Etnografando assaltos contra instituições financeiras - a publicação da pesquisa seus impasses e desdobramentos (Resenha)
Por equipe do Dicionário de Favelas Marielle Franco
Resenha sobre o artigo de Jania Aquino[1], no qual a autora apresenta novas perspectivas sobre o trabalho de campo da autora e como ela estabeleceu relações com seus interlocutores, conhecidos, principalmente, como "assaltantes de bancos" e busca compreender os "assaltantes" para além das categorias criminais que lhes são atribuídas.
Autoria: Marcelo Reis.
Sobre
Jania Perla Diógenes Aquino é uma antropóloga brasileira. Professora da Universidade Federal do Ceará (UFC), possui Mestrado em Sociologia (UFC, 2004) e Doutorado em Antropologia Social (USP, 2009). As suas linhas de pesquisa perpassam violência, crimes eleitorais e segurança pública. É integrante dos grupos Laboratório de Estudos da Violência (LEV) e Núcleo de Antropologia da Política (NUAP).
Principais argumentos
Em "Etnografando assaltos contra instituições financeiras: a publicação da pesquisa, seus impasses e desdobramentos", Jania Aquino reflete sobre o processo de inserção no campo, desenvolvimento da tese e consequências da publicação após a divulgação de "Príncipes e Castelos de Areia: perfomance e liminaridade nos grandes roubos", defendida no Programa de Antropologia Social da Universidade de São Paulo (USP). O artigo, publicado na Revista Iluminuras em 2015, apresenta novas perspectivas sobre o trabalho de campo da autora e como ela estabeleceu relações com seus interlocutores, conhecidos, principalmente, como "assaltantes de bancos".

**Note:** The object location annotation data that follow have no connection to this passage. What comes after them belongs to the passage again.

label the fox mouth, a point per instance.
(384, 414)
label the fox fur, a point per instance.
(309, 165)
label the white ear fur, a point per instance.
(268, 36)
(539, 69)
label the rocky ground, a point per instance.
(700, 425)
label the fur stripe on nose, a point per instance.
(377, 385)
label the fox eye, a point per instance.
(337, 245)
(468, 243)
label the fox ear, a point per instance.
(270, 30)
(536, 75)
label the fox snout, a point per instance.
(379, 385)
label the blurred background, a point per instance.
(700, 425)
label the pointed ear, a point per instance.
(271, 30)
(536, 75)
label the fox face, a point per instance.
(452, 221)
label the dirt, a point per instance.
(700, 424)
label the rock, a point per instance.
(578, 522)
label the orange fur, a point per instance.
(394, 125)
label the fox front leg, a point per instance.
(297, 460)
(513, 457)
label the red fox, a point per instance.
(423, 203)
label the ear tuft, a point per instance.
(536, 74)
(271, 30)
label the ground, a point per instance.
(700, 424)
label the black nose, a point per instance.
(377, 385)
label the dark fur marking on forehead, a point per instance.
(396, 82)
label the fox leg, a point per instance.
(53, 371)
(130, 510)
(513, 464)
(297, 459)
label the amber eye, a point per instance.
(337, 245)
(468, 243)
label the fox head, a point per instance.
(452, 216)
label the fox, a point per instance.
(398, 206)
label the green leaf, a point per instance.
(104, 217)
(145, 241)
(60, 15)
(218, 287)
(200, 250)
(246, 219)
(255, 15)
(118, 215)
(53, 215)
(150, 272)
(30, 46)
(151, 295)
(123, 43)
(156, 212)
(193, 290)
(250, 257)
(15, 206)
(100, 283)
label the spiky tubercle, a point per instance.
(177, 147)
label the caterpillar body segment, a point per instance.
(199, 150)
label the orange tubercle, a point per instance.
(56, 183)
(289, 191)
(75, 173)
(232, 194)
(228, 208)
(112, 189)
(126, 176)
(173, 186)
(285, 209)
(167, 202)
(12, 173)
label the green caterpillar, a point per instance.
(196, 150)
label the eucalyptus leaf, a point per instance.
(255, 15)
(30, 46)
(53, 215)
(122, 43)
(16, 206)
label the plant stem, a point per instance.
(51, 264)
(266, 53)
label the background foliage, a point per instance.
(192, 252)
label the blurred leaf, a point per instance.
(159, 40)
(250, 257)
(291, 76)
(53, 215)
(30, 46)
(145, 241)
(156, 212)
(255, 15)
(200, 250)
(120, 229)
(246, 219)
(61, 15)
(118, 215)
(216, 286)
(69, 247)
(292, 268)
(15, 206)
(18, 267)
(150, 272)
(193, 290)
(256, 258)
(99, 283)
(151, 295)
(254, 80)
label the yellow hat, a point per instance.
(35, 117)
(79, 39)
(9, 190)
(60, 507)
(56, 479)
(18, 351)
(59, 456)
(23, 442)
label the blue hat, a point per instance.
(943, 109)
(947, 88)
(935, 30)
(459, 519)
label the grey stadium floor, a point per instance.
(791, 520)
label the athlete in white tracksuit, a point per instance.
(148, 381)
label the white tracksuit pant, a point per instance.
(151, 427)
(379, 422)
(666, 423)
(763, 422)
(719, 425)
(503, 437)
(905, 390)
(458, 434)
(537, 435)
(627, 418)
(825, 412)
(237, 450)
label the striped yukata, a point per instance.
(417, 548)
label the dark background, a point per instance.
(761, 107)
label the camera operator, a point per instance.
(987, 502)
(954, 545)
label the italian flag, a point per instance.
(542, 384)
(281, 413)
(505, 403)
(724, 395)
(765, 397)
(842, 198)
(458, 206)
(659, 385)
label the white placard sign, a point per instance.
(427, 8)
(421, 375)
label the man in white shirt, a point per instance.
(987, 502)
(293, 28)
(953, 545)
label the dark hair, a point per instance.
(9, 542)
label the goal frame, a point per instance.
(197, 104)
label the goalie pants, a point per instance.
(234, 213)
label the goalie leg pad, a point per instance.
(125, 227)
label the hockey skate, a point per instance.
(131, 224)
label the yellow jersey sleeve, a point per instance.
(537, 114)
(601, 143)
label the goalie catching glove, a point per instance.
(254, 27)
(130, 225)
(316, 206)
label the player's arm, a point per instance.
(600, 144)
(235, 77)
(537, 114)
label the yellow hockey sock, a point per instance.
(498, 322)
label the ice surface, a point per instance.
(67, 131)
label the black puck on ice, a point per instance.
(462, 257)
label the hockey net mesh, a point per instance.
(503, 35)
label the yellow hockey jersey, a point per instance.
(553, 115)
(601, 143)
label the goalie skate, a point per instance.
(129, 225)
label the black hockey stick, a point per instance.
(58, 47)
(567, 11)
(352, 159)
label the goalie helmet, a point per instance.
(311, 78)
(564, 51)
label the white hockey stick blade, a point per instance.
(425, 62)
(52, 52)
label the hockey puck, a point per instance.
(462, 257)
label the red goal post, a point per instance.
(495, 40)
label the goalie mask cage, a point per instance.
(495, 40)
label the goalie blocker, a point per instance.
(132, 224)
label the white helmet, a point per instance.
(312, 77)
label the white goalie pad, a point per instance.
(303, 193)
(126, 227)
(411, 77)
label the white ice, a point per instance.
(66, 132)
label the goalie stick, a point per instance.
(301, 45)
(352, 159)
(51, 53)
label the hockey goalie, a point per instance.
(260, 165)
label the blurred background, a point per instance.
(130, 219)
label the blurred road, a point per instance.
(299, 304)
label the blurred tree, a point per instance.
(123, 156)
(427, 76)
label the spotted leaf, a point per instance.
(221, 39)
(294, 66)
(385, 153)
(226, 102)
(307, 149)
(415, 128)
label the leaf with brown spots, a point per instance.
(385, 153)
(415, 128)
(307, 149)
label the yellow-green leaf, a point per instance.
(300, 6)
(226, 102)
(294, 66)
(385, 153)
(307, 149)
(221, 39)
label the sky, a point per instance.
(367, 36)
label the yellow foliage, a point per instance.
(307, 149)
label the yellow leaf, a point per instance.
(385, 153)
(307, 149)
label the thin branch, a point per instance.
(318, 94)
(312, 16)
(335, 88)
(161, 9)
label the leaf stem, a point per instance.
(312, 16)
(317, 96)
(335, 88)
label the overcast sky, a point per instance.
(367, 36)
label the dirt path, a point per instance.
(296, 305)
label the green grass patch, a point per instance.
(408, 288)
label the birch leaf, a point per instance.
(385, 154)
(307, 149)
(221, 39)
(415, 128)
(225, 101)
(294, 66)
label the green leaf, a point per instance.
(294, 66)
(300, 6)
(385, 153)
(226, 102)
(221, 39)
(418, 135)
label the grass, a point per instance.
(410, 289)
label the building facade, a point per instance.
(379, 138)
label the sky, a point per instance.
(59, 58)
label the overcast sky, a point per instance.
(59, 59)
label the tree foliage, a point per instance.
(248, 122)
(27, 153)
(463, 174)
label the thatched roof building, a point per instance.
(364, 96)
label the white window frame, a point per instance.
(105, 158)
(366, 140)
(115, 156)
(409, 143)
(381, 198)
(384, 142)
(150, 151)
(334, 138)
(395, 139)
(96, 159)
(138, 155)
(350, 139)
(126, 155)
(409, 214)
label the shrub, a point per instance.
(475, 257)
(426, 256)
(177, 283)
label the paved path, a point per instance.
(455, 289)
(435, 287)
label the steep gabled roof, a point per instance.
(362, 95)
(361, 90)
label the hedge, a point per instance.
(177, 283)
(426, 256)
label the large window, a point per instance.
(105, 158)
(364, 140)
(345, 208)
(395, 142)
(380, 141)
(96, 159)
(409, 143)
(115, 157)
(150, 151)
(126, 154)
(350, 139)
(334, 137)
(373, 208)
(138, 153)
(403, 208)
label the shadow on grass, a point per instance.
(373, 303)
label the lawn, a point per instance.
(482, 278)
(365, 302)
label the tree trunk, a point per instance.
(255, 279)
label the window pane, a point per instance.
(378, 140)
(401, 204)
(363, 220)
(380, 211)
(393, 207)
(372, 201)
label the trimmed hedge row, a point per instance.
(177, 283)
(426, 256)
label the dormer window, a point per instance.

Na sua pesquisa, Aquino busca compreender os "assaltantes" para além das categorias criminais e estigmatizantes que lhes são atribuídas. Assim, a narrativa apresentada pela autora inclui, por exemplo, detalhes sobre a vida conjugal e familiar de seus entrevistados. A inserção desse aspecto na tese levou Aquino, posteriormente, a refletir sobre os riscos que isso causava aos interlocutores, dado que suas esposas ou namoradas nem sempre sabiam da existência de outros relacionamentos amorosos. Aquino revela que essa reflexão foi impulsionada por uma troca de mensagens com André, um de seus entrevistados.
Em outro sentido, Aquino revela que um de seus interlocutores se revelou decepcionado com ela ao saber do conteúdo da tese, já que seus feitos não recebiam o mesmo destaque que de outros "assaltantes" que eram seus desafetos. A autora utilizou os dados desse entrevistado, chamado de João no artigo, em publicações futuras. A notícia da inclusão de João em artigos e apresentações, inclusive em âmbito internacional, fez com que o interlocutor se gabasse de sua notoriedade para seus pares, afirmando que seria tema de livros e filmes ao redor do mundo.
A partir desses dois aspectos, a autora aponta para riscos morais que a utilização de depoimentos podem acarretar. Aquino diz que, ao se preocupar em proteger si mesma e os entrevistados de repercussões na Polícia ou no Judiciário, não levou em conta possíveis rebuliços de certos trechos nas relações familiares dos interlocutores. Dessa forma, o texto aponta para a necessidade de se considerar os impactos da produção acadêmica para além dos aspectos normativos e legais, levando a uma reflexão sobre os usos e manipulações da narrativa etnográfica pelos próprios nativos.
Referências
AQUINO, Jania P. D. Príncipes e Castelos de Areia: performance e liminaridade nos grandes roubos. Tese defendida no Programa de Pós-Graduação em Antropologia Social da Universidade de São Paulo, em agosto de 2009.
FAVRET-SAADA, Jeanne. "Ser afetado”. Revista Cadernos de Campo. São Paulo, USP, 2005.
GOFFMAN, Alice. On the Run: fugitive life in an american city. Chicago: University of Chicago Press, 2014
- ↑ AQUINO, Jania. Etnografando assaltos contra instituições financeiras: a publicação da pesquisa, seus impasses e desdobramentos. Iluminuras, Porto Alegre, v. 16, n. 39, p. 184-210, jan./ago. 2015.